Duas viagens de «inter-rail» na adolescência, ter sido dirigente da associação de estudantes ou trabalhado nas férias de Verão a distribuir pizzas ou ter um «site» na Internet revelam mais sobre o carácter e personalidade de uma pessoa que a participação num obscuro seminário sobre o PIDDAC.
O Mundo mudou mais nos 20 anos que separam estas presidenciais das de 86 - imaginem que no ano em que Soares bateu Freitas os telefones estavam todos agarrados à parede por um fio! - do que nos restantes 20 séculos dC. Há toda uma geração que está a crescer com o rato do computador numa mão e o comando à distância do televisor na outra.
O essencial para decidirmos em quem votamos não são as promessas dos candidatos, mas sim o verificar nos seus currículos se têm as aptidões e personalidade adequadas ao momento que o país e o Mundo vivem.
Ao incluir no currículo que não usa telemóvel, Mário Soares está a revelar que pertence a uma geração que nunca enviou uma SMS e não deu outra utilidade aos polegares senão a de chuchar neles (quando eram bebés) - ou eventual, e posteriormente, como auxiliares de uma recatada limpeza de salão.

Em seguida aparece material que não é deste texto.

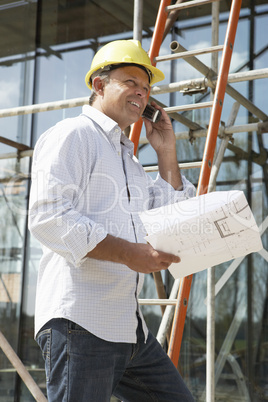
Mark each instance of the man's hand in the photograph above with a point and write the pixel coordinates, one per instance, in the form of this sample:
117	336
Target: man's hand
160	135
137	256
162	138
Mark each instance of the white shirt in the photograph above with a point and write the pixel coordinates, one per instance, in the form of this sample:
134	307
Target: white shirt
87	183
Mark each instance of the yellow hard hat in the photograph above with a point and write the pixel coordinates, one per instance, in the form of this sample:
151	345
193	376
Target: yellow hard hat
123	52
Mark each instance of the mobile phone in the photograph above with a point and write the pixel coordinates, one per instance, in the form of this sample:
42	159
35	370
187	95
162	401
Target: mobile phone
151	113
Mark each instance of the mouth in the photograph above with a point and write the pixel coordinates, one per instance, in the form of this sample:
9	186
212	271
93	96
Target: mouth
135	104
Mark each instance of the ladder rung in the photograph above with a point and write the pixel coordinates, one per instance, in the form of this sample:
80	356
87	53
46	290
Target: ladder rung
158	302
187	165
189	4
189	53
188	107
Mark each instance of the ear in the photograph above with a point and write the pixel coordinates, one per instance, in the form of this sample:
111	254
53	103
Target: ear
98	85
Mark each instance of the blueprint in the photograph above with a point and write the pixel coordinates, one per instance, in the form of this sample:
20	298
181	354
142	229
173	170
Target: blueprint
203	231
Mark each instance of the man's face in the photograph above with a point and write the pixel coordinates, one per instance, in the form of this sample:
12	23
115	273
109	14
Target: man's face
125	95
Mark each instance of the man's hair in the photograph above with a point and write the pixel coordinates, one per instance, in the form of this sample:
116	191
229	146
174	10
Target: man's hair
104	75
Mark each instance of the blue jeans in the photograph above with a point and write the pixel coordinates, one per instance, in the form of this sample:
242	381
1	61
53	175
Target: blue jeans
83	368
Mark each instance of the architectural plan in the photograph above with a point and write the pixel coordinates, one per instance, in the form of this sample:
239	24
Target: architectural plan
203	231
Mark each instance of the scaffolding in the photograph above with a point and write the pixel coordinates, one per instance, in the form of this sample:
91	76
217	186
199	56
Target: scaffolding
174	308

A última revolução tecnológica que Soares acompanhou foi provavelmente a das máquinas de escrever. Não é o homem adequado ao momento em que o choque tecnológico está a encher todas as bocas. Não usar telemóvel no ano 2005 é muitíssimo mais grave do que não ter lido Os Maias em 1955. E o candidato do PS não percebeu isso. Mário Soares não está velho por ter 82 anos. Está obsoleto porque não usa telemóvel e tem orgulho nisso."